Last year, Australian researchers found pre-teens who get sips of alcohol at the dinner table from their parents are 85 per cent more likely to binge-drink in adolescence.

The experts, from National Drug and Alcohol Research Centre, investigated whether supply of alcohol during adolescence, either in sips or whole drinks, was associated with drinking behaviours in later life. 

They found no evidence that small sips of alcoholic drinks had a ‘protective effect’ for children by introducing them to alcohol in a responsible setting, such as the dinner table. 
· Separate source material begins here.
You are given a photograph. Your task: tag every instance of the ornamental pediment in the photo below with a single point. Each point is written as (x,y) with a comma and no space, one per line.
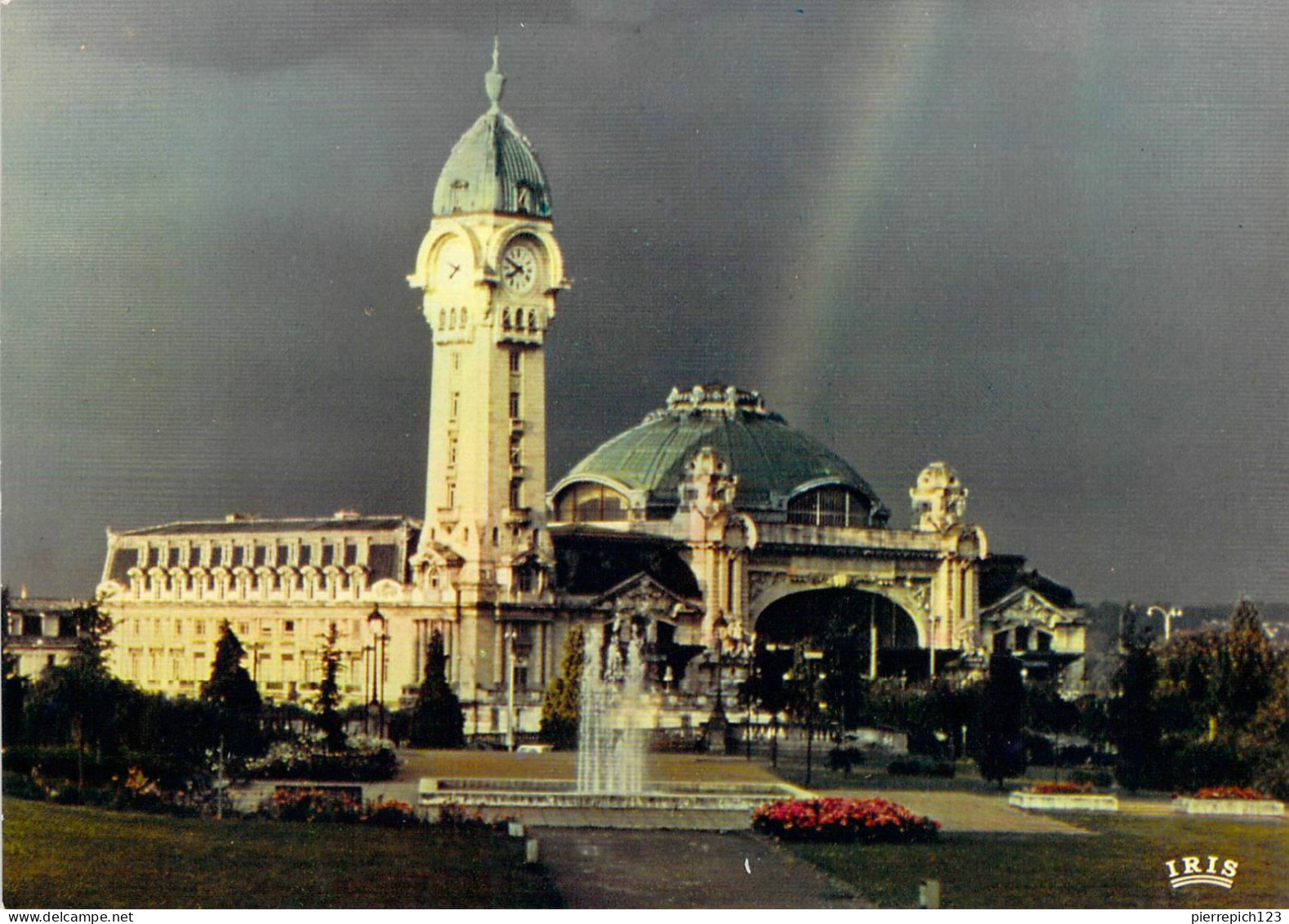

Supply of larger quantities of booze for pre-teens was also associated with an increasing risk of adverse outcomes for adolescents and young adults, such as binge drinking.


Binge drinking stunts the growth of teenagers’ brains that control impulse, memory and learning, according to 2019 research.  

Experiments on adolescent monkeys found heavy exposure to alcohol reduced the development of both grey and white matter.

Scientists believe the same will apply to humans – and could affect their ability to learn.

Every gram of alcohol consumed per kilogram of body weight lessened growth of the animals’ neurons by 0.25 milliliters per year.

In human terms that is the equivalent of four beers per day, according to the study published in eNeuro. 

Lead author Dr Tatiana Shnitko, of the primate research center at Oregon Health and Science University, said alcohol abuse is particularly dangerous in adolescence. 

‘This is the age range when the brain is being fine-tuned to fit adult responsibilities,’ Dr Shnitko said.